La Siesta – Case Study

Lady enjoying Siesta
‘The Siesta (Afternoon in Dreams’ by Frederick Athur Bridgman

The Spanish Siesta – it is something we have probably all heard of. We know that they like to nap during the middle of the day, but what is the actual reason they do it? And what are the consequences of this gap during the day?

There are several theories about how this phenomenon has gotten into the Spanish culture. One of them states that the Siesta goes back to the Spanish Civil War . The story goes that the war brought extreme poverty, and many Spaniards were forced to have multiple jobs. The siesta would be the time in between, in which they had to have their late lunch and could switch between the jobs.

According to another theory, the roots of the Siesta can be found in the WWII time frame. Ex-dictator Franco changed the clocks to match the schedule of Nazi Germany. Although the Spanish society has changed a lot since then, this schedule was maintained.
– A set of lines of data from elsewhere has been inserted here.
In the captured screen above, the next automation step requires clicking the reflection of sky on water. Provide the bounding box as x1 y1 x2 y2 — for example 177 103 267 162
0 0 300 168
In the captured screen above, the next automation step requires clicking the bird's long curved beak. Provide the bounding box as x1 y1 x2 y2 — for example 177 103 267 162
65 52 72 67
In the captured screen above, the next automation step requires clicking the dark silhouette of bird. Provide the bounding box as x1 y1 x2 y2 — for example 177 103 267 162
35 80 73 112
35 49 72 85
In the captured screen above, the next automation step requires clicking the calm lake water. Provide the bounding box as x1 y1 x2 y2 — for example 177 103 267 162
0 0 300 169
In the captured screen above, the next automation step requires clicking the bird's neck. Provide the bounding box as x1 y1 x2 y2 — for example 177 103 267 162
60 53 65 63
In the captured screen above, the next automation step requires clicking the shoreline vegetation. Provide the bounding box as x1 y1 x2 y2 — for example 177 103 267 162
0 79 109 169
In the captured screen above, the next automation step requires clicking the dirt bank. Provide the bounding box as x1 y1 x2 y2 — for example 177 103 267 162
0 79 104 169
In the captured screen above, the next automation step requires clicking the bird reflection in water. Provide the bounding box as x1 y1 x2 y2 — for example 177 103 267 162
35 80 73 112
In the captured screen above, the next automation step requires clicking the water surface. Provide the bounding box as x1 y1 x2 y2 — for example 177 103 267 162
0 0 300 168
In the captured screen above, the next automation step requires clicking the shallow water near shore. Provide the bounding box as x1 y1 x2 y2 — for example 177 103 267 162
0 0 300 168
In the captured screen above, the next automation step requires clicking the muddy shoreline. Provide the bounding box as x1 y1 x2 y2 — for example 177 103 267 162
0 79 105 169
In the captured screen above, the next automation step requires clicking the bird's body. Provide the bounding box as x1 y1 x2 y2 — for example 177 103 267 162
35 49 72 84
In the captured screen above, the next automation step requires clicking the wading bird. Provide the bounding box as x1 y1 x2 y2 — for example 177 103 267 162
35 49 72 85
The last theory is farmworkers needed a rest after their huge lunch before they went to work in the fields again

Enough different ideas about the origin of the Siesta, but the way it’s used right now mostly resembles the farmworkers theory. Spanish people have a different schedule from most other European countries. Their workweek starts around 10am, they have lunch between 2 and 4pm and dinner after 9pm, and don’t go to bed before 1am. The lunch is the most important meal of the day, and it’s huge. It usually consists of three courses; a starter consisting of soup or salad, the main consisting of meat or fish and usually a dessert, which can be anything from fruit to flan or cake.

The danger of this huge lunch is, of course, that you tend to get really sleepy [google books]. Whereas this Siesta used to be a necessity, it turned into a luxury, and a habit. Between 2pm and 5pm, the Spanish world rests. The have lunch first and rest afterwards. For those hours, everything in Spain stops working. There is nobody on the streets, all shops are closed and should not even have the idea of disturbing somebody in that time.

One of the most important consequences of this gap in your afternoon is that you have to make that time up at some other point. This is the reason most Spanish people work until 8pm. Although napping can improve productivity and can decrease the risk of a heart attack, government officials want to adapt to the Greenwich Mean Time. Spain’s economy is contracting and the unemployment rate is amongst the highest in Europe. They believe more ‘European’ times would help the economy grow and actually would increase productivity.

The Siesta however is deeply embedded in the Spanish culture. Although some government officials want to drop this phenomenon, the people will probably heavily protest against it. For the coming years, I am pretty sure the Siesta will stand tall and that Spanish people will enjoy every minute of it.